In 1899 the great African American scholar, W.E.B. DuBois, published The Philadelphia Negro, the first systematic case study of an African American community and one of the foundations of American sociology. DuBois prophesied that the color line would be the problem of the twentieth century. One hundred years later, Problem of the Century reflects upon his prophecy, exploring the ways in which the color line is still visible in the labor market, the housing market, education, family structure, and many other aspects of life at the turn of a new century.
The book opens with a theoretical discussion of the way racial identity is constructed and institutionalized. When the government classifies races and confers group rights upon them, is it subtly reenforcing damaging racial divisions, or redressing the group privileges that whites monopolized for so long? The book also delineates the social dynamics that underpin racial inequality. The contributors explore the causes and consequences of high rates of mortality and low rates of marriage in black communities, as well as the way race affects a person's chances of economic success. African Americans may soon lose their historical position as America's majority minority, and the book also examines how race plays out in the sometimes fractious relations between blacks and immigrants. The final part of the book shows how the color line manifests itself at work and in schools. Contributors find racial issues at play on both ends of the occupational ladder—among absentee fathers paying child support from their meager earnings and among black executives prospering in the corporate world. In the schools, the book explores how race defines a student's peer group and how peer pressure affects a student's grades.
Problem of the Century draws upon the distinguished faculty of sociologists at the University of Pennsylvania, where DuBois conducted his research for The Philadelphia Negro. The contributors combine a scrupulous commitment to empirical inquiry with an eclectic openness to different methods and approaches. Problem of the Century blends ethnographies and surveys, statistics and content analyses, census data and historical records, to provide a far-reaching examination of racial inequality in all its contemporary manifestations.
Elijah Anderson holds the William K. Lanman, Jr. Professorship in Sociology at Yale University, where he teaches and directs the Urban Ethnography Project. His most prominent works include The Cosmopolitan Canopy and the award-winning books Code of the Street and Streetwise. His writings have also appeared in The Atlantic, The Washington Post, and The New York Times Book Review. He lives in New Haven and Philadelphia.

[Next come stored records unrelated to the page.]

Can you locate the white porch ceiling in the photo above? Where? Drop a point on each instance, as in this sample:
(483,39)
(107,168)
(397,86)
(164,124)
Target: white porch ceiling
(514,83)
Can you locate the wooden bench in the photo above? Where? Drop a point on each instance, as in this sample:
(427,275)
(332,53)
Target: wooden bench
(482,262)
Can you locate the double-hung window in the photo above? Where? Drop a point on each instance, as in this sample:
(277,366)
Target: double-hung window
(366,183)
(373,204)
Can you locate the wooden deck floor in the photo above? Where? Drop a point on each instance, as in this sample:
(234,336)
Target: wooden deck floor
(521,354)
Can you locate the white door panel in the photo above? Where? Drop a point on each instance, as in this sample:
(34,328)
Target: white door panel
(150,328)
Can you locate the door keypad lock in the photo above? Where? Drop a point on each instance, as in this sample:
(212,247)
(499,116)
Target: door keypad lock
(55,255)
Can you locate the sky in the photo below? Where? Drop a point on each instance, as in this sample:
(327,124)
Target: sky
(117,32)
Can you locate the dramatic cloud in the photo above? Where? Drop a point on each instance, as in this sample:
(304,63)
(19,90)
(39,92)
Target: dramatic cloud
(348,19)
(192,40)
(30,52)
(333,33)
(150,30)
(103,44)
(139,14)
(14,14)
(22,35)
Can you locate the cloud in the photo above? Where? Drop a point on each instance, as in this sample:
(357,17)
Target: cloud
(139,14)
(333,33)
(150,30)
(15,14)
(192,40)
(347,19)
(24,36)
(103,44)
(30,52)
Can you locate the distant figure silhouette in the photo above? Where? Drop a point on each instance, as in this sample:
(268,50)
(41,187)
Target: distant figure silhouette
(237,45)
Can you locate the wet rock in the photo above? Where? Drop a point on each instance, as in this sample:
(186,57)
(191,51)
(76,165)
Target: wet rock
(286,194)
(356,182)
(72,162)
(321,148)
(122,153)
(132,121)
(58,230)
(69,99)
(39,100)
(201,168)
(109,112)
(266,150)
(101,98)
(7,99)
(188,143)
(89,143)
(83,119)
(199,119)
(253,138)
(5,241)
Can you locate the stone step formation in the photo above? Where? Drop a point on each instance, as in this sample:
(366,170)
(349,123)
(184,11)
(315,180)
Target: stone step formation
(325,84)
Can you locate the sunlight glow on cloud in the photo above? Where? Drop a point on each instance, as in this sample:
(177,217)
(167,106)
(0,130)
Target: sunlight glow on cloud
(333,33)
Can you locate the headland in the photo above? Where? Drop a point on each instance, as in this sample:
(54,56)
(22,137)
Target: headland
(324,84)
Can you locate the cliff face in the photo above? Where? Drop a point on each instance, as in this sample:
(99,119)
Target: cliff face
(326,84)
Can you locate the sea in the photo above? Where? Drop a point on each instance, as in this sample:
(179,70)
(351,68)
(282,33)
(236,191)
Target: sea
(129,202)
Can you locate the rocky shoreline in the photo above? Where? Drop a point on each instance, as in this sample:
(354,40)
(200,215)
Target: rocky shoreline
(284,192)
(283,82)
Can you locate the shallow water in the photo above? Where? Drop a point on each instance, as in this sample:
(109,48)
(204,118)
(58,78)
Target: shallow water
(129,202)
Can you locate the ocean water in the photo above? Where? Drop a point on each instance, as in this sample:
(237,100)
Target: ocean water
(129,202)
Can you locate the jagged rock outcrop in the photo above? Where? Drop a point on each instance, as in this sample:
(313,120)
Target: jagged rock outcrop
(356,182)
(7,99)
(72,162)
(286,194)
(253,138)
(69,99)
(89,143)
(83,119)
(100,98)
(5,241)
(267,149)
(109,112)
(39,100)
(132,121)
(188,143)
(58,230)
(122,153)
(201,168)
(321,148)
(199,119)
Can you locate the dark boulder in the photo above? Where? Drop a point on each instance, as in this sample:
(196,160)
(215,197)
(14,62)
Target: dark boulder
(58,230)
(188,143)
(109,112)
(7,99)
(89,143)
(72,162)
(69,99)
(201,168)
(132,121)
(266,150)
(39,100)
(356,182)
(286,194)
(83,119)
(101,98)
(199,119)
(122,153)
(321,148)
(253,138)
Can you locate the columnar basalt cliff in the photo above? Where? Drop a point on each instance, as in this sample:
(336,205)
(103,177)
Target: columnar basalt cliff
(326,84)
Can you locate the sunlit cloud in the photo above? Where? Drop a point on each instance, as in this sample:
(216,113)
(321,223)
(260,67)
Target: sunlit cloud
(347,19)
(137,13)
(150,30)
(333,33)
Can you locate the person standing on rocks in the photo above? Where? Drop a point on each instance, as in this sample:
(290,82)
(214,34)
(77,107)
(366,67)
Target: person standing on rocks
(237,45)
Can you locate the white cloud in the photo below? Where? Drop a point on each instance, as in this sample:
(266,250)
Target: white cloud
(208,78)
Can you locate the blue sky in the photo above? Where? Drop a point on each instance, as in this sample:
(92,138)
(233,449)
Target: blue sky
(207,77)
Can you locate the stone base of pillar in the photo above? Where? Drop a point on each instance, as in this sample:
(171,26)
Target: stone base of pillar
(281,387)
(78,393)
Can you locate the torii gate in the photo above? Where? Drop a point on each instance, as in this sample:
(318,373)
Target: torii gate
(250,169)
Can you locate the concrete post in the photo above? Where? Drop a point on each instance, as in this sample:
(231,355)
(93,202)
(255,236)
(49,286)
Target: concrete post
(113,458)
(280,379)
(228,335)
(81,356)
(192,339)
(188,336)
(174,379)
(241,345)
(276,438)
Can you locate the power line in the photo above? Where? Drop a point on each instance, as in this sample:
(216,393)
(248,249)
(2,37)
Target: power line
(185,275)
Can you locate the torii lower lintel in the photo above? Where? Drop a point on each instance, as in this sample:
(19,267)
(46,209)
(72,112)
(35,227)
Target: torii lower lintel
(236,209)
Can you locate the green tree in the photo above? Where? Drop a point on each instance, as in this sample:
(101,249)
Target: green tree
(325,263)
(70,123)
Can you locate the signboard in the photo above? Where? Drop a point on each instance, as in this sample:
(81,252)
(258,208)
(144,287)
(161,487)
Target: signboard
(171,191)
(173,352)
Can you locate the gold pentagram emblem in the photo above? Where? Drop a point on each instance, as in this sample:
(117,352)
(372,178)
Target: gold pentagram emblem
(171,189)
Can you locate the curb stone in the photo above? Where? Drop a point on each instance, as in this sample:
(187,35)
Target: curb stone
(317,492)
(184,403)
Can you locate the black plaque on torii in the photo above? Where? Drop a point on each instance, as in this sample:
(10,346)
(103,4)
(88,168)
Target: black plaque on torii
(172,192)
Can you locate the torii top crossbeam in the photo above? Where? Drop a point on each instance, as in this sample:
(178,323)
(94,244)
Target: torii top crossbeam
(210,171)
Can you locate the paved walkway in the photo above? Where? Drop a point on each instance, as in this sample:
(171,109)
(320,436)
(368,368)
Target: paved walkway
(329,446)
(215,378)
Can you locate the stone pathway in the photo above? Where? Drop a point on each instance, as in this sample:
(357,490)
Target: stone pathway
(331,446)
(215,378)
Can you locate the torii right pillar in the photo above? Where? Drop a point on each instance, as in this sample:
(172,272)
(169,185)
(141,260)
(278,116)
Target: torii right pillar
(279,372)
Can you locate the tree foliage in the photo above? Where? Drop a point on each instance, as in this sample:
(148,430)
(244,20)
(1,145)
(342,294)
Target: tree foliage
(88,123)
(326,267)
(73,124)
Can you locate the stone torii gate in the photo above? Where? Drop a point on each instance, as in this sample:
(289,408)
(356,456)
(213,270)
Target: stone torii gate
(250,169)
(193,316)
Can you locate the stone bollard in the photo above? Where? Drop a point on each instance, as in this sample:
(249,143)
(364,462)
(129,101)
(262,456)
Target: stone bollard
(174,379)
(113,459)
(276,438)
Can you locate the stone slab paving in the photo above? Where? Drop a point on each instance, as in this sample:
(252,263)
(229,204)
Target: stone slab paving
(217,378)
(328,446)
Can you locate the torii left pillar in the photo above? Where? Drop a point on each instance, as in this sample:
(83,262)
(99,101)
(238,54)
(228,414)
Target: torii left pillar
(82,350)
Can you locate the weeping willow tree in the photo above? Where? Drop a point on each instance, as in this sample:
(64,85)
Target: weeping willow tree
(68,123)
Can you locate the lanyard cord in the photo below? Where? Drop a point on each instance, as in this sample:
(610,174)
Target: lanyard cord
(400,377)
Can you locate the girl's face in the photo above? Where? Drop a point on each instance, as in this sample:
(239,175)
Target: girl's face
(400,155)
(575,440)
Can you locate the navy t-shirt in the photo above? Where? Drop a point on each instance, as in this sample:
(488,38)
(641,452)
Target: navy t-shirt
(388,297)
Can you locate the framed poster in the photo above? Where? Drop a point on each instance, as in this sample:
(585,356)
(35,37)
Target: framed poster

I first discovered this book when I lost interest in my previous one. I came to the library to find something that would be compelling and ended picking a book about racial stratification in the United States. It has always been a topic of interest for me, however I wanted to read a book that was fairly challenging. The book ended up doing exactly that. I wouldn't particularly identify this book as a story, but rather an analyzation and expansion of the famous W.E.B. DuBois , “The Philadelphia Negro”. Overall it explores topics that go deeper into racism in the U.S. The book provides graphs and statistics for clarifications and a more profound understanding. It also features analyzations as well as expanded thoughts on paragraphs from “The Philadelphia Negro”. The authors did an outstanding job on truly going deeper into explanation and commentary. However, the clarity of the text opposes that. In many parts it was extremely difficult to understand what the authors were trying to communicate. After actually understanding what the text was saying, it seemed that there would be an easier way to explain. In general, this book was very informative and gave deep insight on racial stratification in the U.S. It allows readers to better understand perspectives as well as reasoning behind certain systems. I would recommend this book to anyone looking to challenge themselves in comprehension with complicated topics.